あまりお金がないので、可能であれば装備やマジックアイテム、ポーションも手に入れたい。

未来で自分がそれらを手にしているところは視えるけれど、宝箱には認識阻害の魔法でもかかっているのか、何が入っているかまでは視ることができないのが歯痒い。

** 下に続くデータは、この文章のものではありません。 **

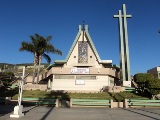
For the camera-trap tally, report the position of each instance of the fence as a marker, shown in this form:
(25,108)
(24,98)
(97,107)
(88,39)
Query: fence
(39,101)
(144,103)
(89,102)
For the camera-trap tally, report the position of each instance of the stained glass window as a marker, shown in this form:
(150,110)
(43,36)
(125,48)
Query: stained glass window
(82,52)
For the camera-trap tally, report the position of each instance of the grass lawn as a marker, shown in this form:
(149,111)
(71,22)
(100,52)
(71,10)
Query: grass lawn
(44,94)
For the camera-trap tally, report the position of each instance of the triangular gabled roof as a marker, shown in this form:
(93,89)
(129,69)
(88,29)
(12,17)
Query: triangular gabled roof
(92,45)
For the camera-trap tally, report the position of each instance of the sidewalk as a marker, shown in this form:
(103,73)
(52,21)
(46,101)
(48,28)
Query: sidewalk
(51,113)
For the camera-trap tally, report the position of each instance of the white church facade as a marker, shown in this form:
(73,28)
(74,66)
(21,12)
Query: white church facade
(82,70)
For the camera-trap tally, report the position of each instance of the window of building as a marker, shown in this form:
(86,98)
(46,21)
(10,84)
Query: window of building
(63,77)
(86,77)
(82,52)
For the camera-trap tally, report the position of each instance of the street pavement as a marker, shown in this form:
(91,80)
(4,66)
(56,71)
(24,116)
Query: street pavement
(52,113)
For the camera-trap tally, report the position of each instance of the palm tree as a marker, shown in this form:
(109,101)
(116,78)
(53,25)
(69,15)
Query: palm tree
(39,46)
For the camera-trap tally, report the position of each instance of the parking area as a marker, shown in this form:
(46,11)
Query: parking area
(52,113)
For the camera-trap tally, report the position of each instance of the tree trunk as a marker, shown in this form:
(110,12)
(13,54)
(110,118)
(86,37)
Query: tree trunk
(39,66)
(34,69)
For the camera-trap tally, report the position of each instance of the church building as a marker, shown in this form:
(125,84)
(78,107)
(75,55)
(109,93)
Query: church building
(82,70)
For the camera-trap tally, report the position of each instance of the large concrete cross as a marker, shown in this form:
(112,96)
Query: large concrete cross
(124,49)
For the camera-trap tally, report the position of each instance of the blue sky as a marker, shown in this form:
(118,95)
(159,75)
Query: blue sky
(60,18)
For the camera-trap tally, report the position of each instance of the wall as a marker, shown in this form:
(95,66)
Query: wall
(80,85)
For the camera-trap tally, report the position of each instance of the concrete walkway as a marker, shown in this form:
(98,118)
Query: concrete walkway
(51,113)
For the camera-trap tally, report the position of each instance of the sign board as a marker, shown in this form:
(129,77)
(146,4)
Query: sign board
(79,70)
(80,82)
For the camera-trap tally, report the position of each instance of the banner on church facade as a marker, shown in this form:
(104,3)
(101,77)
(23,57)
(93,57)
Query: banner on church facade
(79,70)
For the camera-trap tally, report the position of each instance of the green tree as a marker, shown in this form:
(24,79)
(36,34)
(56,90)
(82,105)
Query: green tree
(39,46)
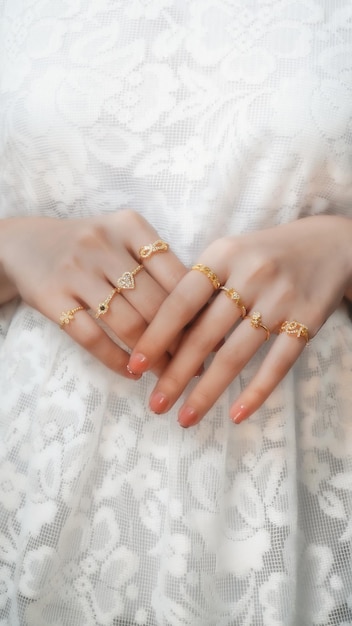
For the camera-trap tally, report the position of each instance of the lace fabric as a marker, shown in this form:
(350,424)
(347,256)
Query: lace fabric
(208,117)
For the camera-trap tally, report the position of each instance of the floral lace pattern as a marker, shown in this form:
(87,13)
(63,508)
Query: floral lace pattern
(208,117)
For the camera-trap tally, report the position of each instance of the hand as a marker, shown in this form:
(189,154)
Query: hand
(58,266)
(298,271)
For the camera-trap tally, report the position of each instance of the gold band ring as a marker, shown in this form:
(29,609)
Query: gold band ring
(126,281)
(103,307)
(153,248)
(256,322)
(233,295)
(209,274)
(67,316)
(295,329)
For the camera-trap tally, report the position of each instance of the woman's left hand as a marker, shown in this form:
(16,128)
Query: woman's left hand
(296,273)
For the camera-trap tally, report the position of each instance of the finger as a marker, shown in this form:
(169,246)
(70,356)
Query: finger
(227,363)
(77,323)
(164,266)
(279,360)
(203,336)
(181,306)
(116,313)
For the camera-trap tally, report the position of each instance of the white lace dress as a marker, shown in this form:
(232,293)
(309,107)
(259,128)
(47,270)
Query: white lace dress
(209,117)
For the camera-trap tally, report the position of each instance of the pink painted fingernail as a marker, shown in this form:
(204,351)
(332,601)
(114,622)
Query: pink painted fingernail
(138,363)
(239,413)
(187,416)
(133,374)
(158,402)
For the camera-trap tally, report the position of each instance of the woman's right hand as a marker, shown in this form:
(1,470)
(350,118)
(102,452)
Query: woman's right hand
(58,265)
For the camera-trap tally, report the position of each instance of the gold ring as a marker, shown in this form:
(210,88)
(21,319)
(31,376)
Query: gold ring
(67,316)
(256,322)
(153,248)
(236,298)
(126,281)
(295,329)
(209,274)
(103,307)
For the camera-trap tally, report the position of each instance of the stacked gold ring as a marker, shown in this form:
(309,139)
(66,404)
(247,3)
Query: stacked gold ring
(233,295)
(209,274)
(153,248)
(67,316)
(125,281)
(103,307)
(256,322)
(295,329)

わずか3階層で各階層が狭いダンジョンだったので、翌日の昼前までに宝箱の中身をすべて回収することができた。

宝箱も価値があるのだけれど、際限なく湧いてくる魔物と違って、宝箱は一度持ち去ると二度と現れないため、宝箱を持ち帰ることは禁忌とされている。
宝箱を残しておけば、暫くするとまた何かが入っているのだ。
まぁ、闇のルートでは取引されているらしいけれど。

マジックバックにはまだ余裕がある。
拠点に向かいながら、日持ちのする食料や、乾燥しても価値の下がらない植物や実の採取を続ける。
拠点への安全な道程だけ予知しながら、まわりの景色や森の植生を楽しみながらのんびり歩く。

珍しい実を見つけた。

5色の実を付ける低木。
色によって魔力や体力の向上、状態異常回復、軽い傷が治る治癒、解毒の効果がある実だ。
非常に珍しく、市場に出回ることはない。
珍しいどころか、伝説と化していると言ってもいいくらい、レアな存在だ。

「時間停止機能のあるマジックバックが欲しいなぁ。」

独り言ちながら実を丁寧に摘んでいく。

効果については、この色がこの効果であろう、と推測されているだけで定かではない。
僕は低レベルだけれど素材鑑定のスキルがあるので、どの実がどの効果かなんとなく分かる。
なんとなく、だけだけど。
予知で視れば確実に分かるのだけれど、それはなんか味気ない。

徹夜したので、体力向上と思われる実を口に入れる。

「うわぁ、甘い!」

瑞々しくて、とても美味しい実だった。
飲み込むと、見る見る力が溢れてくる。

でも美味しいからと食べ過ぎてはいけない。
過度な摂取は体を壊す、危険な実でもあるのだ。

『あっ!主様の木に何をする!』

土の精霊がわらわら現れた。

敵意がないので、予知に引っかからなかったか・・・
もぐらのモグと違って、今出てきたのはみんな、土でできたコロンとした人形のようなフォルムだ。
可愛い。

「大切なものだったのか。無断で採って済まなかった。お詫びにこれをあげよう。」

そう言って、モグに渡したものと同じ珍しい果実の種を渡す。

精霊たちは種を手に取ると、近くに植えて踊り始めた。
みるみる芽が出て、若木になり、数分で花が咲いて実が生った。

さすが、食いしん坊の精霊。
必死すぎだ。

『主様、主様、珍しい果物ができました。是非食べてください!』

精霊が声をかけると、茶色い丸々とした大きな狸が現れた。